Why was he important anyway? I had better things in life to worry about. If I had decided he was a loser, I was going to learn to treat him like one. But there was a just a little problem – my brain freeze situation. I did not know how I was going to overcome it.

I was just taking some print outs when I heard his voice again. “Hi there, where have you been? I was looking out for you at lunch time. Let’s go for some coffee in the evening.” Was I a tissue which he could use and throw away anytime? Why was he doing this anyway? I looked at him quizzically. “Hey, I know what happened years ago, but let's put it behind us. Let us be friends. It was so childish anyway.” Yeah right, now he was going to make the rules! I did not know what to say. Friends? Would being with him not remind me of his atrocious deeds? My heart was in no mood to be gregarious and even if it was, it was not going to be this guy. “I don't think we can be friends.” “Hey, grow up yaar, what's wrong.
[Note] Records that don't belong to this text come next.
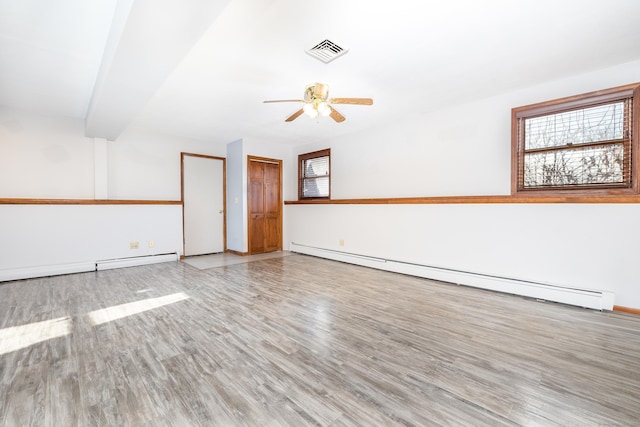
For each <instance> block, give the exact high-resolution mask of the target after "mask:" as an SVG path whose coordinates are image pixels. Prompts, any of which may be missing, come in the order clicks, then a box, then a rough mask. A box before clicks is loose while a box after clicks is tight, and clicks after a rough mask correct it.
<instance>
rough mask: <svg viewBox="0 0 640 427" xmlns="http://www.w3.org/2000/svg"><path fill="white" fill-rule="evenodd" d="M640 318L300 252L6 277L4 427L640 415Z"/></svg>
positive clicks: (3, 344)
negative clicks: (453, 282) (417, 276)
mask: <svg viewBox="0 0 640 427" xmlns="http://www.w3.org/2000/svg"><path fill="white" fill-rule="evenodd" d="M639 420H640V316H634V315H631V314H626V313H612V312H604V313H603V312H597V311H592V310H586V309H580V308H574V307H568V306H563V305H559V304H554V303H545V302H539V301H533V300H528V299H524V298H520V297H515V296H510V295H505V294H499V293H493V292H489V291H483V290H478V289H472V288H466V287H461V286H456V285H450V284H443V283H437V282H432V281H428V280H424V279H419V278H414V277H409V276H403V275H398V274H394V273H387V272H381V271H376V270H371V269H367V268H363V267H358V266H352V265H347V264H342V263H338V262H333V261H328V260H323V259H318V258H313V257H308V256H303V255H295V254H294V255H290V256H283V257H277V258H271V259H264V260H257V261H254V262H247V263H242V264H235V265H229V266H223V267H218V268H210V269H205V270H200V269H198V268H195V267H193V266H191V265H189V264H187V263H184V262H174V263H164V264H156V265H149V266H142V267H133V268H125V269H119V270H107V271H101V272H97V273H83V274H74V275H68V276H58V277H51V278H41V279H32V280H23V281H16V282H10V283H6V284H3V285H0V425H6V426H40V425H44V426H75V425H81V426H102V425H109V426H113V425H125V426H164V425H172V426H190V425H195V426H200V425H201V426H236V425H238V426H280V425H285V426H305V425H316V426H355V425H362V426H378V425H385V426H386V425H426V426H431V425H469V426H485V425H487V426H498V425H545V426H547V425H558V426H592V425H594V426H595V425H605V426H611V425H621V426H633V425H635V426H637V425H640V421H639Z"/></svg>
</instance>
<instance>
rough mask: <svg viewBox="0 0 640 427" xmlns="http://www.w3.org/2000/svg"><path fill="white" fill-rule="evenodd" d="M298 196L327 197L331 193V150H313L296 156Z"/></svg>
mask: <svg viewBox="0 0 640 427" xmlns="http://www.w3.org/2000/svg"><path fill="white" fill-rule="evenodd" d="M298 164H299V173H298V177H299V179H298V198H299V199H300V200H301V199H318V198H325V199H328V198H329V196H330V195H331V151H330V149H328V148H327V149H326V150H320V151H315V152H313V153H307V154H301V155H299V156H298Z"/></svg>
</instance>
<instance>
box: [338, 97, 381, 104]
mask: <svg viewBox="0 0 640 427" xmlns="http://www.w3.org/2000/svg"><path fill="white" fill-rule="evenodd" d="M329 102H330V103H332V104H351V105H373V99H371V98H331V99H330V100H329Z"/></svg>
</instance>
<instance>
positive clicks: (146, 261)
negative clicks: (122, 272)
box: [96, 252, 178, 271]
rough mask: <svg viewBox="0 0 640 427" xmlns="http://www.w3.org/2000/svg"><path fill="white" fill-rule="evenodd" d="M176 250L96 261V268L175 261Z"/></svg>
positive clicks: (143, 264) (132, 265) (114, 266)
mask: <svg viewBox="0 0 640 427" xmlns="http://www.w3.org/2000/svg"><path fill="white" fill-rule="evenodd" d="M177 260H178V254H177V253H176V252H173V253H170V254H159V255H147V256H139V257H131V258H116V259H107V260H102V261H96V270H97V271H100V270H111V269H113V268H123V267H135V266H138V265H147V264H157V263H160V262H169V261H177Z"/></svg>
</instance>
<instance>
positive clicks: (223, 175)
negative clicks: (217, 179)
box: [180, 152, 227, 259]
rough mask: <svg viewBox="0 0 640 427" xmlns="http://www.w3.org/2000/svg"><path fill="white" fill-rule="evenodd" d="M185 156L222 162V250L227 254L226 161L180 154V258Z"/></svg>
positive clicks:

We were in college.” “My friends are individuals with some dignity and substance. And strangely, you do not fit the post! So, no thank you.” “You are overreacting. I know you haven't been able to get over me. You still like me, don't you?” I was not going to be a tissue this time. I had had enough of him. I smiled. “I know you have never had the mind to figure out what a relationship is. Trust me; I don't want to stare at the biggest mistake of my life every day. Now if you don't mind, I have better people to see and be with!”

It felt good. Why should I settle for being amiable and politically correct? I looked around. If being polite was the norm, I was playing with the rules. But if the rules changed to frantic dishonesty sugar coated with blatant lying, I was not going to be a part of it. Why should I be apologetic about what happened? I was going to live my life exactly as I wanted to, sans the losers of course!